A contemplação é uma profunda ressonância no mais íntimo centro de nosso espírito, onde nossa própria vida perde sua voz específica e ecoa a majestade e a misericórdia daquele que é oculto mas Vivo. Ele responde a si mesmo em nós, nós próprios nos tornamos eco e resposta dele. É como se, ao criar-nos, Deus fizesse uma pergunta e, ao nos despertar para a contemplação, Ele mesmo respondesse a pergunta, de modo que o contemplativo é, ao mesmo tempo, pergunta e resposta.
A vida de contemplação implica dois planos de tomada de consciência: Primeiro, estar consciente da pergunta e, segundo, estar consciente da resposta.

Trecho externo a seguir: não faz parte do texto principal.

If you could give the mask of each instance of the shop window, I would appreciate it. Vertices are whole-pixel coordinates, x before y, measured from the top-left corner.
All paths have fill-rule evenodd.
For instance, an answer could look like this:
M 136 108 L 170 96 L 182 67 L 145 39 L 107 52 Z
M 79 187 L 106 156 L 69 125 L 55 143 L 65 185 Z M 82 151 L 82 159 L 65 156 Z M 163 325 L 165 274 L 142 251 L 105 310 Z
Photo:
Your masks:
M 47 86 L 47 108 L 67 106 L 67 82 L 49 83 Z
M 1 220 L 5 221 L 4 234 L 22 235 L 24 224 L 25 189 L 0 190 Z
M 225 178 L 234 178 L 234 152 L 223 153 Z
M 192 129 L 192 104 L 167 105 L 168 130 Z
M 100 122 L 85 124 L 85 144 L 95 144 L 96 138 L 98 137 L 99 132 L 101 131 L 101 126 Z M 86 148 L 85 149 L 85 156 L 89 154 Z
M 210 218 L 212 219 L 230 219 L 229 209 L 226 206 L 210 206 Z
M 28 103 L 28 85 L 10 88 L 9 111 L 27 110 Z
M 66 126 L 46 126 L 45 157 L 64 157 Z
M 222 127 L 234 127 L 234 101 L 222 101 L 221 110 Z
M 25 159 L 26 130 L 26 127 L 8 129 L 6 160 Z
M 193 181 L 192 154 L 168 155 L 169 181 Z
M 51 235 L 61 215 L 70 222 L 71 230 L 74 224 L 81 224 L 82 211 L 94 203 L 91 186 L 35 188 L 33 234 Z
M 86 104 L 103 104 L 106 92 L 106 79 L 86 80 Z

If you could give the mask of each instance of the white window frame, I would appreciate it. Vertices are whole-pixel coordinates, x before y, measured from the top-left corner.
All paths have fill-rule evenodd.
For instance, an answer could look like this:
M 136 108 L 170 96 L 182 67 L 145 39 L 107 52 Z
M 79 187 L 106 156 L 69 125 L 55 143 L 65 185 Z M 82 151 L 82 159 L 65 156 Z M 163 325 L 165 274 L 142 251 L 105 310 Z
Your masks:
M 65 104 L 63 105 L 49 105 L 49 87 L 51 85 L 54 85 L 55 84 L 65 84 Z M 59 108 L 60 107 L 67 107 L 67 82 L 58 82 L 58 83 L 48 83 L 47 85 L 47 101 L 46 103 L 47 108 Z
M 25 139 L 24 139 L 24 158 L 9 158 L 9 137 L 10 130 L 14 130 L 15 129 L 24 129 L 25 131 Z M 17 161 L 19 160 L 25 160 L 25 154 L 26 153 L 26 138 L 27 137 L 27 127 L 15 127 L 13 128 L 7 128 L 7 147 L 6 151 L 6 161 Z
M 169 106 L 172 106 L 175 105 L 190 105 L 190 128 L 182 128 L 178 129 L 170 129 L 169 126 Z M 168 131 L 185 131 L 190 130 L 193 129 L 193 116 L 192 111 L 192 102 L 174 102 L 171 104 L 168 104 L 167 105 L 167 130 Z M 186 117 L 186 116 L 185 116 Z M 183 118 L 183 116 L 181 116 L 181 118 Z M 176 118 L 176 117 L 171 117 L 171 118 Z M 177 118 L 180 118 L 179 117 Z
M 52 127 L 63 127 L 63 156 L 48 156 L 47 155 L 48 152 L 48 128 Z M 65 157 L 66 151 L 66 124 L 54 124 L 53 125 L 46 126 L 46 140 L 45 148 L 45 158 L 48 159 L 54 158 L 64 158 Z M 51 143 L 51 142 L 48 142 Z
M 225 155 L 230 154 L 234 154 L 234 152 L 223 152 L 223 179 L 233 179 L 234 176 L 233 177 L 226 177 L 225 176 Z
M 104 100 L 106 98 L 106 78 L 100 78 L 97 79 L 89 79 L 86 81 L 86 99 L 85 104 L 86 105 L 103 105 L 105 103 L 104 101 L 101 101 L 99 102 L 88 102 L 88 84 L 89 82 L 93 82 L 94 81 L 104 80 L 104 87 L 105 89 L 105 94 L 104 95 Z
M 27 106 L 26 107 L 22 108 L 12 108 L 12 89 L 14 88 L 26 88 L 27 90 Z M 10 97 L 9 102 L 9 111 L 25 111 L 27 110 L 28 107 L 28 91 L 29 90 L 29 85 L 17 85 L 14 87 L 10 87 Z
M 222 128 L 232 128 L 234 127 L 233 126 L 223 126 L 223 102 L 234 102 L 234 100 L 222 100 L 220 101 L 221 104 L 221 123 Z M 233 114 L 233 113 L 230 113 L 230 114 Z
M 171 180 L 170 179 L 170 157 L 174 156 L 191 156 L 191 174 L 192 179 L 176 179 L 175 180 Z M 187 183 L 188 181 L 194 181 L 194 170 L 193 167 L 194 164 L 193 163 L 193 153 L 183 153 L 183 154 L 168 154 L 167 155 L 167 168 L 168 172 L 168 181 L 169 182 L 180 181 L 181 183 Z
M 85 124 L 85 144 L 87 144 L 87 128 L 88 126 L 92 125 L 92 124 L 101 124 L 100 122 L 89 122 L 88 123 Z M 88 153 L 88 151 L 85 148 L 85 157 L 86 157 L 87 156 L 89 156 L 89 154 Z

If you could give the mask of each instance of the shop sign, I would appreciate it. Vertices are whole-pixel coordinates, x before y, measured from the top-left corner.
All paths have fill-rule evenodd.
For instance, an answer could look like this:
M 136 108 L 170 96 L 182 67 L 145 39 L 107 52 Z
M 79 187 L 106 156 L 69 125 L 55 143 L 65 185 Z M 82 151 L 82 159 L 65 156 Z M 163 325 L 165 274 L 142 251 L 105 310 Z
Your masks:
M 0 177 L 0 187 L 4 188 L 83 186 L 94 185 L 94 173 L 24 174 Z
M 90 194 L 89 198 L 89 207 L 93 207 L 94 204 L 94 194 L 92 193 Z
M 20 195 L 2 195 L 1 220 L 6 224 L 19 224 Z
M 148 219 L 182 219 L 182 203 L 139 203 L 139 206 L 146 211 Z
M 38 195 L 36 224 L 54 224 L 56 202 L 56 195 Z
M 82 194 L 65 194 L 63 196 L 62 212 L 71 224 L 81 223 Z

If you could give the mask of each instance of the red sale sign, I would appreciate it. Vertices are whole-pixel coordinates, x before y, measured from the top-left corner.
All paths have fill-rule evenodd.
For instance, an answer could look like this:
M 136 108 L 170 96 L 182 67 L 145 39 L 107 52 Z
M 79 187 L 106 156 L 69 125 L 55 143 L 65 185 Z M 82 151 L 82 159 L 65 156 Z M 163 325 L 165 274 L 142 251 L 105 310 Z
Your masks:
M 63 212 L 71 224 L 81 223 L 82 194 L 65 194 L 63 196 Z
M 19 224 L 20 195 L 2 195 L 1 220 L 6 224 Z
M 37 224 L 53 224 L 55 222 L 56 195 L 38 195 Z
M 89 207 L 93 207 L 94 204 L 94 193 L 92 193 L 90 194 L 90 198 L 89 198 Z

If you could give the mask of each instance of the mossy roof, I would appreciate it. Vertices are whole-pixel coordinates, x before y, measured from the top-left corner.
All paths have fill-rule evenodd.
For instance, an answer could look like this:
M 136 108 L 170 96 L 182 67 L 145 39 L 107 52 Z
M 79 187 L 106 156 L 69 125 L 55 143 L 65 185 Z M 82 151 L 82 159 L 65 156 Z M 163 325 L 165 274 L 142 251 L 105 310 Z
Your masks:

Conquanto sejam esses dois planos distintos e tremendamente diferentes, são, todavia, uma tomada de consciência da mesma coisa. A pergunta é, ela mesma, a resposta. E nós mesmos somos ambas. Entretanto, ignoramos esse fato enquanto não penetramos na segunda espécie de tomada de consciência. Despertamos, não para encontrar uma resposta absolutamente distinta da pergunta, mas para compreender que a pergunta já é a própria resposta. E tudo se resume numa única tomada de consciência. Não uma proposição, mas uma experiência: “Eu Sou”.
A contemplação que falo é um dom religioso e transcendente. Não é algo que possamos atingir sozinhos pelo esforço intelectual e o aperfeiçoamento de nossas potências naturais. Não é uma espécie de auto hipnose, resultando da concentração, sobre o nosso próprio ser íntimo, espiritual. Não é fruto de nosso próprio esforço. É dom de Deus que, em sua misericórdia, completa o trabalho oculto e misterioso da criação em nós, iluminando nosso espírito e nosso coração, despertando em nós a consciência de que somos palavras proferidas em sua Única Palavra, e que o seu Espírito Criador habita em nós e nós Nele.
A contemplação é mais do que mera consideração de verdades abstratas sobre Deus. É um despertar, uma apreensão intuitiva com que o amor se certifica da intervenção criadora e dinâmica de Deus em nossa vida cotidiana.
A contemplação não encontra uma ideia sobre Deus. Ela não o confina nos limites dessa ideia, retendo-o como um prisioneiro a quem se pode sempre voltar. Pelo contrário, a contemplação, sendo pobre em conceitos e raciocínios, é que é arrebatada e transportada ao próprio domínio de Deus, seu mistério e sua liberdade.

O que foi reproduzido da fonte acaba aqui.